The alliance that includes all beverage bottlers starting from juice processors, soft drink, distilleries and water bottlers is a pioneer initiative to come together for collective solution and action in the face of industrial water challenges.
The statement of EBAW indicated that the overall impact of EBAW is to bring a meaningful positive change in water saving for beverage producers, community and the environment.
Seleshi Bekele, Minister of Water, Irrigation and Energy, on his speech reminded that Ethiopia has a dozen of river basins most of which have perennial rivers in their wombs with a varying level of amenability to use, “the country has limited underground water resources. These facts being irrefutable, utilization of both surface and underground water resources calls for adequate and holistic management of the scarce resource to the benefit of the nation,” the minister explained.
“The establishment of a national alliance to coordinate efforts towards fostering water efficiency in the bottled water and beverage sector will be one but a significant achievement to set an example for others to follow,” Seleshi said.

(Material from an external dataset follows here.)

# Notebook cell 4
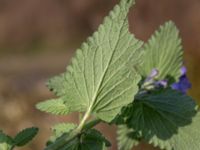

The alliance targets to create an action road map for the beverage industry to tackle water security issues over a specific period of time and move closer to international water efficiency and quality standards, drive efficiency in water use and large-scale demand side water management using own resources and knowledge.
The alliance is keen on identifying key regulatory and policy hurdles that are blocking the promotion of efficiency in water use in the sector in order to intelligently pitch them with the government in charge. Moreover, it will work collaboratively with the supply chain partners in order to improve overall efficiency of the use of water along with the entire value chain at upstream and downstream. Similarly, it will develop specific projects with governments and civil societies with a strong recourse to public private partnership models and other innovative financing for which alliance members could be interested in the engagements.
Currently, over 150 beverage companies are engaged on the manufacturing sectors. When it comes to the water issues, Ethiopia’s beverage industry is generally known to lack adequate awareness, suffer from poor collective action and is often beset with a weak regulatory framework.
P4G, Water Aid, and 2030 Water Resources Group have provided technical and financial support to realize the formation of EBAW. Ethiopian Bottled Water, Soft drink, Fruits and Vegetable Processing Industries Association and other local bottlers have taken the initiative and through this alliance are an the look to overcome previous drawbacks to future successes.